Prosecutors and defense attorneys yesterday made rapid progress in seating a jury of 12 persons and three alternates by narrowing a pool of 123 local residents to 70 by the day’s end. Prince William Commonwealth’s Attorney Paul B. Ebert said a jury could be seated as early as today.

“We got a lot done,” Judge Millette said.

Only two potential jurors were excluded because they said they could not be impartial owing to pretrial publicity. Others who expressed concern about the pretrial publicity were excluded for other reasons.

The jury pool currently consists of 38 white women, 22 white men, five black women, three black men, one Asian woman and one Asian man.

Judge Millette in July decided to move the trial more than 200 miles from where the crime occurred and chose Virginia Beach because its demographics resemble those of Prince William County. Defense attorneys argued that Northern Virginia residents would still be traumatized from the sniper shootings and unable to make unbiased decisions.

Mr. Muhammad, 42, and companion Lee Boyd Malvo, 18, are accused of killing 10 persons and wounding three during a three-week shooting spree in the greater Washington area last year.

The pair also are accused of nine other shootings, five of them fatal, across the country between February and September last year.

Mr. Malvo is scheduled to go on trial Nov. 10 in neighboring Chesapeake in the Oct. 14, 2002, death of FBI analyst Linda Franklin, 47, at a Home Depot in Falls Church. His attorneys have said they intend to offer an insanity plea, arguing that he was under the influence of the older sniper suspect.

Yesterday, the 123 potential jurors were divided into three groups and were questioned by Judge Millette about whether they could be impartial and serve throughout the trial’s expected six-week duration.

For each group, Judge Millette introduced the attorneys for both sides and Mr. Muhammad, who rose and turned to his right to look the prospective jurors in the eye. Each time, his eyes were wide open and his lips were pressed together tightly.

Attorneys then questioned the first group, and struck two women for cause. They will conduct individual interviews with members of the first group today before moving to the second and third groups.

Opposing strategies were evident in the questions each side asked.

“Is there anyone who cannot believe that a 42-year-old could control and direct the actions of a 17-year old?” Mr. Ebert asked the first group, pausing to hear their reply. There was silence.

Defense attorney Peter D. Greenspun countered Mr. Ebert’s question.

“Does anyone believe a 17-year-old does not have free will and the ability to make their own decisions about their actions and inactions?” he said. Again, no one spoke.

Mr. Ebert’s questioning lasted about 10 minutes and focused on jurors’ ability to delay making a decision on the suspect’s guilt until evidence is fully presented. He also asked whether anyone opposed the death penalty. Only one person said she wasn’t sure.

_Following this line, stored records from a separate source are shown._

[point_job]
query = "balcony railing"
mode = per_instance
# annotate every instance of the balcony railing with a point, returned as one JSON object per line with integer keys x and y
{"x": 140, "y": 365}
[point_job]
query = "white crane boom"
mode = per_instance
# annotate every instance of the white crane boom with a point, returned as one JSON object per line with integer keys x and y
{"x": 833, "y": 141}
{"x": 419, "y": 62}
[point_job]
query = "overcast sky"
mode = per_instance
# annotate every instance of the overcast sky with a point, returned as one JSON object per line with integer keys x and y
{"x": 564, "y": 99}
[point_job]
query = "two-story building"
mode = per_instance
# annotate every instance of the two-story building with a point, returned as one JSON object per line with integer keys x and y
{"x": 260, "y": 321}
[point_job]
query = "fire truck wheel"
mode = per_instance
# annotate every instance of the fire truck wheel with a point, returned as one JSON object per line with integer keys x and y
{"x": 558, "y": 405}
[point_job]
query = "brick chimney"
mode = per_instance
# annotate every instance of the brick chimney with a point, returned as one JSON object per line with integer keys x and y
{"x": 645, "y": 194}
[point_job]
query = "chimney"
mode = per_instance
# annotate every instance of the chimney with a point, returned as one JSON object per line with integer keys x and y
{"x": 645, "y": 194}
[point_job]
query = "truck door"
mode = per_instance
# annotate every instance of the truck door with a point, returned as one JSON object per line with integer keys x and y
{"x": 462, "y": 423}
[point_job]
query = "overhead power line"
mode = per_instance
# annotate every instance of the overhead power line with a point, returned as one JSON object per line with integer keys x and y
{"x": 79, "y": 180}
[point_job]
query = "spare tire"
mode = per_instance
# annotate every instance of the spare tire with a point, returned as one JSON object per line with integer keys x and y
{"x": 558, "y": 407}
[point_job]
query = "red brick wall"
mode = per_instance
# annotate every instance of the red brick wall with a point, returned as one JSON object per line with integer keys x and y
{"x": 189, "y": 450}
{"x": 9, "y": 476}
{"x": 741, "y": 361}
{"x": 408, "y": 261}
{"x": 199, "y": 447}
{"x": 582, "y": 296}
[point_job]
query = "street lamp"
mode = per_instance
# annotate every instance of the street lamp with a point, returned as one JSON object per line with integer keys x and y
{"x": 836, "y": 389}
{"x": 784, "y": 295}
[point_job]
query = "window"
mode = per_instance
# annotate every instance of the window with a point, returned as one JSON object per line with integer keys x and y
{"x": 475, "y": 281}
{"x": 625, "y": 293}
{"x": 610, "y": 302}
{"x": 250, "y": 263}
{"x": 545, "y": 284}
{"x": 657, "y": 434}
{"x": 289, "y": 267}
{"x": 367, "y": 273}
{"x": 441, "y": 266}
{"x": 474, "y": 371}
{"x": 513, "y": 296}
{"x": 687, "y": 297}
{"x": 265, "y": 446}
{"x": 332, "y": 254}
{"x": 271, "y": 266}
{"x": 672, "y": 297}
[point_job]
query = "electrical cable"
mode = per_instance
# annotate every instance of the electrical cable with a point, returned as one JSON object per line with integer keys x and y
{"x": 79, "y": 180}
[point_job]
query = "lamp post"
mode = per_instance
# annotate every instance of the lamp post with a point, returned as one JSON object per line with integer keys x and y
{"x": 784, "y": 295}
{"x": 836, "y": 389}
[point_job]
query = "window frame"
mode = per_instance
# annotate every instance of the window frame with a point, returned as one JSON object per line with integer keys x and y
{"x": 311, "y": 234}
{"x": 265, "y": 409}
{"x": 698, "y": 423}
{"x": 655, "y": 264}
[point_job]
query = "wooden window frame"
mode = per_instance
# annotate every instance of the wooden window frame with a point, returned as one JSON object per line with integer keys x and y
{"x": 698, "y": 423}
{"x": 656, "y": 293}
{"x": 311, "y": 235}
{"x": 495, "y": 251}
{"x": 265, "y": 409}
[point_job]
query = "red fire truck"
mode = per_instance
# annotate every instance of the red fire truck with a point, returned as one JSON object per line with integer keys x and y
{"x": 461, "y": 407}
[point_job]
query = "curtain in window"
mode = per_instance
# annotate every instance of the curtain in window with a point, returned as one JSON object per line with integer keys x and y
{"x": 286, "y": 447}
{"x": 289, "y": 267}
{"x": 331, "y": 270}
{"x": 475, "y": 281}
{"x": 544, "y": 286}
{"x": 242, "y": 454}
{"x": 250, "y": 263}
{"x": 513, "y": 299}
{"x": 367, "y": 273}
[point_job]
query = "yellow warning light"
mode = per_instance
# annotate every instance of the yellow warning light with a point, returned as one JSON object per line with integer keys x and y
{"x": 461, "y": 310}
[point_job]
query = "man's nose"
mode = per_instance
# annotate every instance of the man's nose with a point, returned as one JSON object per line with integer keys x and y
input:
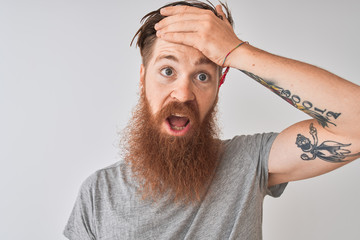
{"x": 183, "y": 90}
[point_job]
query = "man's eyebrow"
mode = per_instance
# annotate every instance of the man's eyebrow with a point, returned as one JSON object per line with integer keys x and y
{"x": 203, "y": 60}
{"x": 169, "y": 57}
{"x": 200, "y": 61}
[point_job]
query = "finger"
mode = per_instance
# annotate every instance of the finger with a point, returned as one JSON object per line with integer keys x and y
{"x": 173, "y": 10}
{"x": 183, "y": 26}
{"x": 176, "y": 18}
{"x": 185, "y": 38}
{"x": 220, "y": 11}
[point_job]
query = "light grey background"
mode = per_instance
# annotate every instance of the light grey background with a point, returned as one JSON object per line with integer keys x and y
{"x": 69, "y": 80}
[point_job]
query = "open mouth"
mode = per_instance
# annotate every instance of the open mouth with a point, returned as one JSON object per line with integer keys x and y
{"x": 178, "y": 122}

Mr. Ebert asked whether anyone had “ill will” toward law enforcement or government, had participated in ministry to prisoners, was employed by a law firm or had close ties to anyone in a law firm. A handful answered the last question, and then Mr. Ebert stood down.

“They’re all acceptable to the Commonwealth,” the prosecutor said.

Mr. Greenspun’s 45-minute questioning was more detailed and probed into whether prospective jurors had background, training in or ties to law enforcement, had been a victim of serious crime, and could carry on a presumption of the suspect’s innocence throughout the trial.

Mr. Greenspun asked whether Mr. Muhammad’s being black and a Muslim would impede jurors’ judgment. No one said it would. The defense attorney also asked the jurors whether they had worked with mentally ill people.

Mr. Greenspun and fellow defense attorney Jonathan Shapiro filed a motion Friday asking Judge Millette to allow a mental health expert to testify at trial, even though Mr. Muhammad last week refused to cooperate with a mental health expert for the prosecution.

“It’s our opinion that Virginia law would allow an expert to testify based on facts he is presented with in the courtroom. He doesn’t even need to speak to the defendant,” Mr. Shapiro told reporters after the day’s proceedings.